The world has a trash problem. The amount of stuff we throw away is expected to nearly double, to 3.8 billion metric tons, by 2050. Reducing what we use would go a long way to addressing the issue, but let’s face it, we’re not very good at buying less either.
That leaves recycling, which has its own problems. People routinely try to recycle dirty yogurt cups or toss plastic in the aluminum bin. It all makes recycling more expensive because, ultimately, someone has to manually pick out the unwanted stuff.
In response, several companies have been building automated systems to sort recyclables, including Glacier, a six-year-old company that has developed inexpensive robotic arms controlled by computer vision to identify over 30 different types of materials.
The startup has deployed its robots in San Francisco, Los Angeles, Chicago, Detroit, Phoenix, and now Seattle.
As Glacier looks to expand its robot fleet to more municipalities, it recently raised a $16 million Series A, the company exclusively told TechCrunch.
The round was led by Ecosystem Integrity Fund with participation from AlleyCorp, Alumni Ventures, Amazon Climate Pledge Fund, Cox Exponential, Elysium, New Enterprise Associates, One Small Planet, Overlap Holdings, Overture, VSC Ventures, and Working Capital Fund.
Materials recovery facilities — or MRFs, as sorting facilities are called — are getting squeezed on both ends, Rebecca Hu-Thrams, Glacier’s co-founder and CEO, told TechCrunch.

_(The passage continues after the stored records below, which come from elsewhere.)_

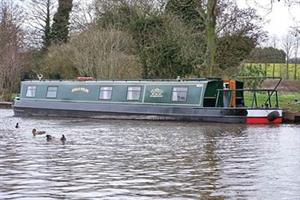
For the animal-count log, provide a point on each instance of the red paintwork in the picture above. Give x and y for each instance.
(263, 120)
(81, 78)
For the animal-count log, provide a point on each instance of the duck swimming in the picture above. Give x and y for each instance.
(49, 138)
(35, 132)
(63, 139)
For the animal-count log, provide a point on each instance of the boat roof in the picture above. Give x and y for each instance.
(142, 81)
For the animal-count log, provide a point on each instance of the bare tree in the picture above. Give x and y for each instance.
(82, 16)
(40, 14)
(297, 34)
(103, 54)
(287, 44)
(11, 42)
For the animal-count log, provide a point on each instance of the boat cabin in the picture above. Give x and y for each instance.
(192, 92)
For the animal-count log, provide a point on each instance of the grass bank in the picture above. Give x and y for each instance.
(278, 70)
(286, 100)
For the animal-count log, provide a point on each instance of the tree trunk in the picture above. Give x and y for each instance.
(211, 36)
(287, 68)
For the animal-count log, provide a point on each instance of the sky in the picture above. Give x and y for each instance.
(278, 17)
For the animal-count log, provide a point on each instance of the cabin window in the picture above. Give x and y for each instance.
(179, 93)
(133, 93)
(31, 91)
(52, 92)
(105, 93)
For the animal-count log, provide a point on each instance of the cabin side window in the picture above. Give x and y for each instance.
(133, 93)
(105, 93)
(31, 91)
(179, 94)
(52, 92)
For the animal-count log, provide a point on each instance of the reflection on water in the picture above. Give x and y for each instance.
(147, 160)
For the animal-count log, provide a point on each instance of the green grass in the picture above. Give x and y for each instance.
(286, 100)
(279, 69)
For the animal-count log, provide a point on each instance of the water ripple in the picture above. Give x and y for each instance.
(147, 160)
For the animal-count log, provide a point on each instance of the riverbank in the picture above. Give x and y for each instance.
(5, 105)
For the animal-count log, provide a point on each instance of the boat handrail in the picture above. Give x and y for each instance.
(254, 104)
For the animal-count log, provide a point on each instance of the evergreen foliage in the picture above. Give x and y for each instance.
(60, 26)
(267, 55)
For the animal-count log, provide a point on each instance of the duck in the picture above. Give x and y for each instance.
(35, 132)
(63, 138)
(49, 138)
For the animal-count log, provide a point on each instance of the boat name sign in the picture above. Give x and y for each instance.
(156, 92)
(80, 89)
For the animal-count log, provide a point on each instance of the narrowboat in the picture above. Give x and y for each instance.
(202, 99)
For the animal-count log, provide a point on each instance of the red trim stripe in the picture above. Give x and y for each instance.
(263, 120)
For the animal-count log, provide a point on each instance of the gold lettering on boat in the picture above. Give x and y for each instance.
(156, 92)
(80, 89)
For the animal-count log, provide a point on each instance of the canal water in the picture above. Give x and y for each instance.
(106, 159)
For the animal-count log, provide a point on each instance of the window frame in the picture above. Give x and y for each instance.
(179, 92)
(33, 91)
(52, 97)
(105, 90)
(132, 91)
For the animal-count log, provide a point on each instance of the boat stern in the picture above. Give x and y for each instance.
(264, 116)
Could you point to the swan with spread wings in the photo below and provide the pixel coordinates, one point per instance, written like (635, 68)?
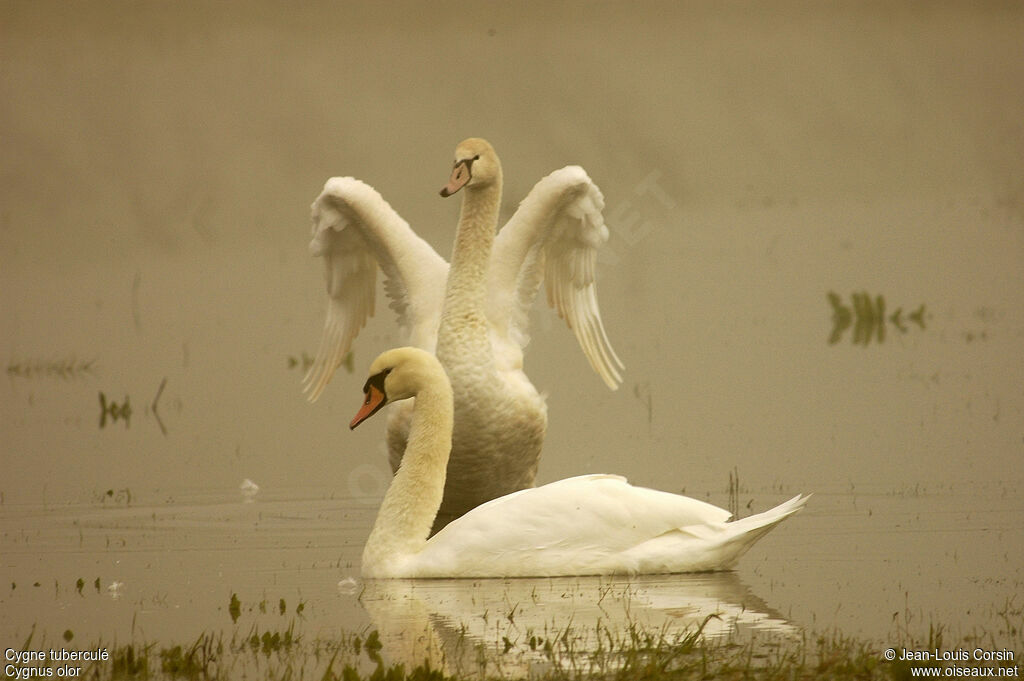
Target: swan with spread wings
(473, 313)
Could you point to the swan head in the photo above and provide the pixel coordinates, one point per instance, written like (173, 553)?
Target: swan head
(399, 374)
(476, 165)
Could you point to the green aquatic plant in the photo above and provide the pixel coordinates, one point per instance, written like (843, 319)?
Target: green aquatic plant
(116, 412)
(68, 368)
(868, 318)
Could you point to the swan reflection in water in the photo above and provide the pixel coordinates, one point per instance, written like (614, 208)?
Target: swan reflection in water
(526, 626)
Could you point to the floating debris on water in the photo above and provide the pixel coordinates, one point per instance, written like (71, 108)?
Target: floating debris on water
(867, 316)
(348, 587)
(116, 412)
(249, 491)
(116, 589)
(67, 369)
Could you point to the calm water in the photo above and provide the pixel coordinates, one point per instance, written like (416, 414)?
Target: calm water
(158, 301)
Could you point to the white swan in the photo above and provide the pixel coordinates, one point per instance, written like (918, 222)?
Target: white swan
(590, 524)
(473, 316)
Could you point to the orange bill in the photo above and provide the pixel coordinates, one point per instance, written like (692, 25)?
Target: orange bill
(460, 175)
(375, 399)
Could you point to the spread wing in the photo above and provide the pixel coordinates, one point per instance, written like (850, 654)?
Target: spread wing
(356, 231)
(554, 237)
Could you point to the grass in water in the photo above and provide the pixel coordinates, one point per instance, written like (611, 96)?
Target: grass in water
(634, 654)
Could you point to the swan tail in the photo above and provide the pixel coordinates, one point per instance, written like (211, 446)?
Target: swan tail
(741, 535)
(708, 547)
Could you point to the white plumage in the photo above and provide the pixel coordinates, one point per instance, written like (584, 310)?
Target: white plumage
(473, 314)
(590, 524)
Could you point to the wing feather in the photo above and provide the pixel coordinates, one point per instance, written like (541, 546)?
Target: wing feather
(356, 231)
(554, 237)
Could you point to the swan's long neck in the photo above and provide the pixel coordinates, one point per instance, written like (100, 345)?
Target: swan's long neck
(411, 503)
(463, 330)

Governments want more waste to be recycled, but MRFs are having a hard time finding enough people to staff the sorting line.
Industry-wide, turnover is extremely high. A typical MRF will have to hire five times per year for a single sorting position. The job is so undesirable that one MRF operator told Hu-Thrams that, even though his wages were higher, he was concerned about losing workers to a new warehouse set to open nearby.

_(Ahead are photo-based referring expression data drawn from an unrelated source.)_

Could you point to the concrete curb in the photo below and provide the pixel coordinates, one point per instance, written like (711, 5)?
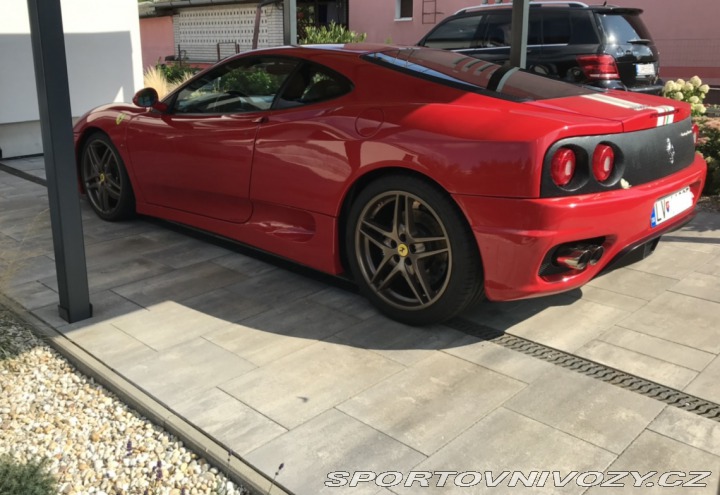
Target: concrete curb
(194, 439)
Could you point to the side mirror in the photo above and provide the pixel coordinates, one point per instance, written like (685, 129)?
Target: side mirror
(148, 98)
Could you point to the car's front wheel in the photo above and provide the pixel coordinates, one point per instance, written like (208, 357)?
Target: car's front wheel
(411, 252)
(105, 179)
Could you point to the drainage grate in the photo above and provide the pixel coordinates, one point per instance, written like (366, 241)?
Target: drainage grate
(621, 379)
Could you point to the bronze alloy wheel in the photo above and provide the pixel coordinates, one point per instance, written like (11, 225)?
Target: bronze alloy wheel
(403, 250)
(411, 251)
(105, 179)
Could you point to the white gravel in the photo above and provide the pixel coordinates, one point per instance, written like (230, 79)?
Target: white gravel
(95, 443)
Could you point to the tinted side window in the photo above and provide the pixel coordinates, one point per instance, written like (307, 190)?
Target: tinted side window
(243, 85)
(461, 32)
(584, 29)
(498, 32)
(312, 83)
(556, 28)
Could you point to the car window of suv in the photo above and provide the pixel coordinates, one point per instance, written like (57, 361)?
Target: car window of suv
(621, 29)
(556, 27)
(458, 33)
(241, 85)
(312, 83)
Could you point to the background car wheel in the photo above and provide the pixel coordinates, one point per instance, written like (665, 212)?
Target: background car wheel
(105, 179)
(411, 252)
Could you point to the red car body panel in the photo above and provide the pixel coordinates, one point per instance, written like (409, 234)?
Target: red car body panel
(280, 179)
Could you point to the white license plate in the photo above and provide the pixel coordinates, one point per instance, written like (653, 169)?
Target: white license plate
(645, 69)
(670, 206)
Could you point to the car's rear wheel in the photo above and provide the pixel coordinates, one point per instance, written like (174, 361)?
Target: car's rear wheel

“Would you rather stand at a conveyor belt and sort through people’s trash, or would you rather be lifting boxes in an air-conditioned warehouse?” Hu-Thrams said. “That kind of underscores the dilemma that a lot of our customers are facing.”
Glacier offers its robots to customers as outright purchases or on a lease-to-own model. It encourages MRFs to make repairs they feel comfortable with, supplying them with training and spare parts. For those that would rather not, the startup offers maintenance packages.
Glacier is also offering a data product, in which MRFs and other stakeholders like consumer products companies and government agencies can pay for access to insights about the waste stream. For an MRF, that might mean identifying where on a line it’s losing valuable aluminum cans to the landfill. For a company or regulator, it might mean auditing the waste stream to determine whether packaging that’s designed to be recycled is actually getting recycled.
With enough robots, recycling rates should improve, if only because robots are faster and better at distinguishing between recyclables and trash.
“Every time we send people to audit our AI systems, the people just do so much worse,” said Areeb Malik, Glacier’s CTO and second co-founder. “AI is getting really powerful, being able to distinguish beyond what people can even notice.”